Foucault fährt mit der „politischen Ökonomie“ fort. Dabei überträgt er das Modell des Familienvaters, der seine Ressourcen ökonomisch, also sparsam und bestmöglich für seine Familie einsetzt, auf die Lenkung des Staates durch den souveränen Fürsten.5 So ist es die Aufgabe des Fürsten, seinen Staat ebenso ökonomisch wie der Familienvater zu führen. Nach Foucault gibt Rousseau dem Wort Ökonomie im 18. Jahrhundert folgende Deutung: „weise Regierung des Hauses zum gemeinschaftlichen Wohl der ganzen Familie“.6 Einen weiteren Aspekt führt Foucault durch ein Zitat von La Perriére ein: „Regierung ist das richtige Verfügen über die Dinge, derer man sich annimmt, um sie dem angemessenen Zweck zuzuführen“.7 Foucault interpretiert „die Dinge“ als die Menschen in dem Territorium und ihre Beziehungen, ihre Verbindungen, ihre Verwicklungen mit jenen Dingen und allen Umständen in dem Territorium, die das gesamte Leben einer Gesellschaft umfassen. Als Beispiel fügt Foucault hier die Lenkung eines Schiffes durch seinen Kapitän ein. Ein Schiff zu lenken heißt, die Verantwortung für die Menschen auf dem Schiff zu übernehmen, die Verantwortung für das Schiff selbst und die Ladung an Bord des Schiffes; es heißt auch, die Einflüsse der Natur zu achten. Dieser Zusammenhang, die Leute am Leben zu erhalten und die Ladung sicher ans Ziel zu bringen und dabei auf die Einflüsse der Natur zu achten, charakterisiert die gute und ökonomische Lenkung eines Schiffes.8

So definiert Foucault einen guten Fürsten folgendermaßen: „Um ein guter Souverän zu sein, muss der Souverän stets ein Ziel vor Augen haben, nämlich ‘das Gemeinwohl und das Heil aller‘ “.9 Als Gemeinwohl definiert Foucault, dass sich alle an die Gesetze halten, ihren ihnen auferlegten Aufgaben nachkommen, ihre Gewerbe korrekt betreiben und die öffentliche Ordnung achten. Dabei gilt weiterhin, dass im mittelalterlichen Machttypus des souveränen Fürsten das „Gemeinwohl“ mit der Vermehrung des Reichtums des Fürsten in seinem Territorium gleichzusetzen ist und die Einhaltung der „Gesetze“ durch die Untertanen dafür eine Voraussetzung ist.
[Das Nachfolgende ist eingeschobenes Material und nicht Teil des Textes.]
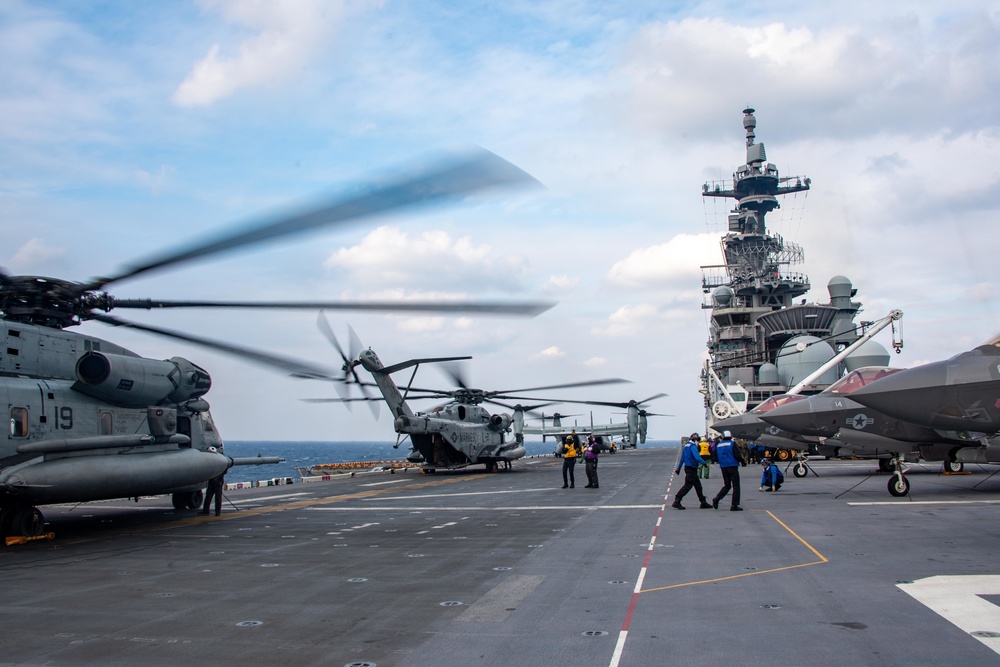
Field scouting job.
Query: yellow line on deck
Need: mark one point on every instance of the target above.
(822, 559)
(299, 504)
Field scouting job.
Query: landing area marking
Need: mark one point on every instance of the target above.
(455, 495)
(299, 504)
(490, 508)
(907, 503)
(822, 559)
(957, 599)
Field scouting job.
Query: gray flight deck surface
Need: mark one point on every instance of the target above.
(509, 568)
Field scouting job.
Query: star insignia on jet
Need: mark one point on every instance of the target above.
(860, 420)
So schreibt Foucault: „Dieses Fürstentum als das Verhältnis des Fürsten zu seinen Untertanen und zu seinem Territorium gilt es zu schützen und nicht direkt oder grundlegend das Territorium und seine Bevölkerung.“10

Um die Kunst des Regierens weiterzuentwickeln, muss man nach Foucault die Rolle der Familie durch den Faktor „Bevölkerung“ ersetzen. „Diese Verschiebung der Familie von der Ebene des Modells zur Ebene der Instrumentalisierung ist absolut fundamental.“11 Die Familie tritt in den Hintergrund für den Souverän, die Bevölkerung ist vielmehr Zweck und Instrument der Regierung. In die Familien greift der Staat nur ein, um Einfluss in der Bevölkerung zu nehmen. Letztlich ist die Bevölkerung das Instrument der Regierung, mit Hilfe dessen die Regierung ihre Ziele erreicht. So ist die Bevölkerung das Subjekt und Objekt der Regierungsbemühungen.12 Unter Objekt versteht man in diesem Zusammenhang, dass die Regierung in ihren Beobachtungen und ihrem Wissen die Bevölkerung stets im Auge behalten muss. Die notwendigen Analysen zwischen Bevölkerung, Territorium und Reichtum bilden die Wissenschaft der „politischen Ökonomie“.13 Damit werden der Regierung neue Wege ermöglicht, um durch Interventionen in die Ökonomie und Bevölkerung des gesamten Territoriums den Staat zu lenken.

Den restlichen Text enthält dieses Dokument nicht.